Share this chat
Anyone with the link can view this conversation.
We need to improve the SEO of a site that has millions of pages. I want to give Google quality information so it can read each page cleanly and rank it, without getting lost. The hard part: the site is multi-language, we have millions of products, and sometimes a page contains almost nothing beyond the product name, the brand, and a short extract from the manual. What should we actually serve to Google?
With millions of pages, your real enemy is Google's thin-content spam filter: Google will assume you created the pages just to rank, and push all of them down in the results. So make every page clearly different, and give Google a clear structure.
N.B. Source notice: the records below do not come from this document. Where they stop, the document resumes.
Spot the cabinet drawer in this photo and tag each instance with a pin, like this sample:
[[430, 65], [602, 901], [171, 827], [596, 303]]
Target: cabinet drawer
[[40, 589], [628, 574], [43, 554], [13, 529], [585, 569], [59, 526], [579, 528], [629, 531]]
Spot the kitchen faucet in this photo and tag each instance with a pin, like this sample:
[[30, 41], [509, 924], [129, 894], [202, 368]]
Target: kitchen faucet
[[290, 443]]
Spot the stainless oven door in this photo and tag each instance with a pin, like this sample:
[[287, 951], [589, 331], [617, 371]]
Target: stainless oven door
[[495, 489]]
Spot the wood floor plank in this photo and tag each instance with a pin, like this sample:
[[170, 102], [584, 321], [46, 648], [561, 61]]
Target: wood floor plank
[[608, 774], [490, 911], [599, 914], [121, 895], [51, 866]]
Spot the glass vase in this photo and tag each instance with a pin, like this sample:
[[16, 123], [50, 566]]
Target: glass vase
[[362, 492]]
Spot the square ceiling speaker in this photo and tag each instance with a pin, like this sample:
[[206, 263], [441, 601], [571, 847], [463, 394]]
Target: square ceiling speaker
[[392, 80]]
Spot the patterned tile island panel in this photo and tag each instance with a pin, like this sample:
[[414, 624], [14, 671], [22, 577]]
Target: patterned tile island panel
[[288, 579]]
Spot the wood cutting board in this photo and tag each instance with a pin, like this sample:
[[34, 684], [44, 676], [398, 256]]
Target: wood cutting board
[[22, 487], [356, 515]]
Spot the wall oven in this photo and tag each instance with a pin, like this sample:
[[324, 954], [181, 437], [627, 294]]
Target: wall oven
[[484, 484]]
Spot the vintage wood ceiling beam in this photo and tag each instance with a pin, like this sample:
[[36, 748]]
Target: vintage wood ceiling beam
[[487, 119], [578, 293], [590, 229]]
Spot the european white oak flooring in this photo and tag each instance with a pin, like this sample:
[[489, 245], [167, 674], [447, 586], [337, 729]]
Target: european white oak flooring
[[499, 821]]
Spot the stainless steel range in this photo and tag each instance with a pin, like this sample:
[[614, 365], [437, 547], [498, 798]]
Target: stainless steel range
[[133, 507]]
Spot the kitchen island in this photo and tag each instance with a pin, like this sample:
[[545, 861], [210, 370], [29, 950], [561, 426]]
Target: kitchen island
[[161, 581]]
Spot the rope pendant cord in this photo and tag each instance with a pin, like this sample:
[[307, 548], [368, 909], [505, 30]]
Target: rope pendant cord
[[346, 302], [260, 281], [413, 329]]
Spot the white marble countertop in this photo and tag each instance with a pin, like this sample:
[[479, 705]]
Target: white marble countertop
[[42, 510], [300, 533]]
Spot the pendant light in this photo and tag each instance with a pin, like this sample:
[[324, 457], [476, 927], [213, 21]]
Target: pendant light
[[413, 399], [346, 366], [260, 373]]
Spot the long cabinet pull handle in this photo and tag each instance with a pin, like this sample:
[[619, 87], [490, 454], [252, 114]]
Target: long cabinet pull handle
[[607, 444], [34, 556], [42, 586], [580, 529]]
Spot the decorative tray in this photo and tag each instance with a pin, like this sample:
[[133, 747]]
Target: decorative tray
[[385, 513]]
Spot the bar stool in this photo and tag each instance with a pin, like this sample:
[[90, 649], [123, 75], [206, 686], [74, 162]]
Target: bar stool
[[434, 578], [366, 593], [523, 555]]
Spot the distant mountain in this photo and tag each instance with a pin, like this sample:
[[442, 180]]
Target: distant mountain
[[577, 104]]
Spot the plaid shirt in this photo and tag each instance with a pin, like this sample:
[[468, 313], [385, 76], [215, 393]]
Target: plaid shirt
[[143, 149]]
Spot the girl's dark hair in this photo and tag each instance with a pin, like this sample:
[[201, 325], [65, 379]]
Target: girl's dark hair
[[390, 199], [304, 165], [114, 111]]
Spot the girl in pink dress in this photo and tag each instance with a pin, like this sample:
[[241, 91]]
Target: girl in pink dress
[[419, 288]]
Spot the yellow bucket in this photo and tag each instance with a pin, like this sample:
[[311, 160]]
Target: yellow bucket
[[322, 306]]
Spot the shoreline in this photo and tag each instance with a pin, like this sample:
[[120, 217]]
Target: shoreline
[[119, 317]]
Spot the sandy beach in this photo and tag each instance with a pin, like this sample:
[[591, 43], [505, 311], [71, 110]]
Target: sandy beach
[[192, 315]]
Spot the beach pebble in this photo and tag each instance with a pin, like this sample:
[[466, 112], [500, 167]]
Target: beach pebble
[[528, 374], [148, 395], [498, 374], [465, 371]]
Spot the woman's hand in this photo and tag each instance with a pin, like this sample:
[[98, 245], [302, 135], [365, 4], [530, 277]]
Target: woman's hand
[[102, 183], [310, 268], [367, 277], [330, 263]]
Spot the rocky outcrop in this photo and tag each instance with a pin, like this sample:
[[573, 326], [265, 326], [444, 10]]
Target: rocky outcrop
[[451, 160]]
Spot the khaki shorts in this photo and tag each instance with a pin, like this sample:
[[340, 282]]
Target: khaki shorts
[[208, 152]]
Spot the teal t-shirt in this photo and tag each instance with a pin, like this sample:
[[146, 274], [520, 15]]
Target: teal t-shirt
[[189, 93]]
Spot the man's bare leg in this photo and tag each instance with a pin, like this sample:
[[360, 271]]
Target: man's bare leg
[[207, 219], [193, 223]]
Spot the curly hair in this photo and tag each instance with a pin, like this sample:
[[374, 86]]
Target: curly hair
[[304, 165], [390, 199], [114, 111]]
- One clear hierarchy. A main page, a page per brand linking to its products, a page per product. One page per product, not one per manual, or you create near-duplicate pages.
- Remove pages with little unique content. Anything thin or duplicated hurts the ranking of the whole domain, so delete or merge those pages.
- Structured data in the head. Add JSON-LD describing the product so Google can read the page without guessing.
- Translate the whole document, properly. Each language needs a real, fully translated page declared as such, not a half-translated copy.
Structure first, content second: make the page extremely easy for Google to interpret.
I've done most of that. Here is what is live now:
- Full translation, with the structured information high in the HTML, in a layout Google reads easily.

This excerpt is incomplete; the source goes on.